Blaise Pascal, Penseé 347: “Man is but a reed, the most feeble thing in nature; but he is a thinking reed. The entire universe need not arm itself to crush him. A vapor, a drop of water suffices to kill him. But, if the universe were to crush him, man would still be more noble than that which killed him, because he knows that he dies and the advantage which the universe has over him; the universe knows nothing of this. All our dignity consists, then, in thought. By it we must elevate ourselves, and not by space and time which we cannot fill. Let us endeavor, then, to think well; this is the principle of morality.”

Sunday, February 12, 2012

Start with Joy

Craig Bernthal

This weekend in Berkeley, I got four separate messages about joy from four separate sources. They came in, unannounced, from different directions, and appeared on my radar screen as a Mars Hill Audio Journal clip, a You Tube video from Word on Fire, a sermon from Fr. Bruno Gibson, O. P., at St. Mary Magdalene Church, and a talk with my son, Luke. When this happens, I get the sense that Someone is trying to tell me something. For readers with no interest in Catholic or Christian matters, I will put the least religious message at the top of the list. 

Lesson 1: Cheer Up, Dad

            My son, Luke, is in his third year of law school at Berkeley. I practiced law myself for five years and interned as a “Rule 9” deputy prosecutor in the state of Washington, but it’s been thirty years, now. It was pleasant to listen to him talk about things like suppression hearings and holding companies, and “piercing the corporate veil” and find that I remember enough to understand and ask non-stupid questions.

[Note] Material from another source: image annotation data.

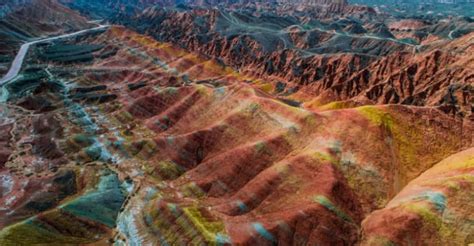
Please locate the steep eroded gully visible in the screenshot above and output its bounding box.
[0,26,472,245]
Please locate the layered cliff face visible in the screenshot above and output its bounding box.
[110,6,474,118]
[0,27,474,245]
[0,0,474,245]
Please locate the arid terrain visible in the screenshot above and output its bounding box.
[0,0,474,246]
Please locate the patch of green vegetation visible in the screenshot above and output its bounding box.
[183,207,228,245]
[357,106,393,130]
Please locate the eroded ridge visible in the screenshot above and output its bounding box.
[0,26,473,245]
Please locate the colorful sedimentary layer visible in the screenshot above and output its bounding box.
[0,26,474,245]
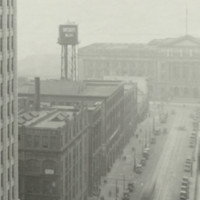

            Luke is also in the process of getting his fair share of beginner's knocks and young lawyer hazing as he starts to gain experience through internships which entrust him with real cases and put him into court. In the summer he was in Washington, D. C. with the Department of Justice, in the fall, he interned with the San Mateo County DA, and now he’s with the Contra Costa County DA.

You know the worm has turned when your son starts giving you better fatherly advice than you give him. While the two of us sat on the roof of the Triple Rock Brewery in Berkeley and drank beer, Luke made four points:

1.     Calm down and don’t take university politics home with you;
2.     Enjoy yourself;
3.     We’re not in the business of making people like us—we only care if the jury likes us.
4.     You can’t win’em all; you just have to do your best and walk away.

Thirty years ago I could have given myself this advice, but I’d forgotten it. It is a big mistake for anyone to think, however important our jobs are, that they are the most important parts of our lives. Pat the dog, stroke the cat, weed the garden, and if you think you are surrounded, watch Justified and see how Raylen Givens deals with the situation.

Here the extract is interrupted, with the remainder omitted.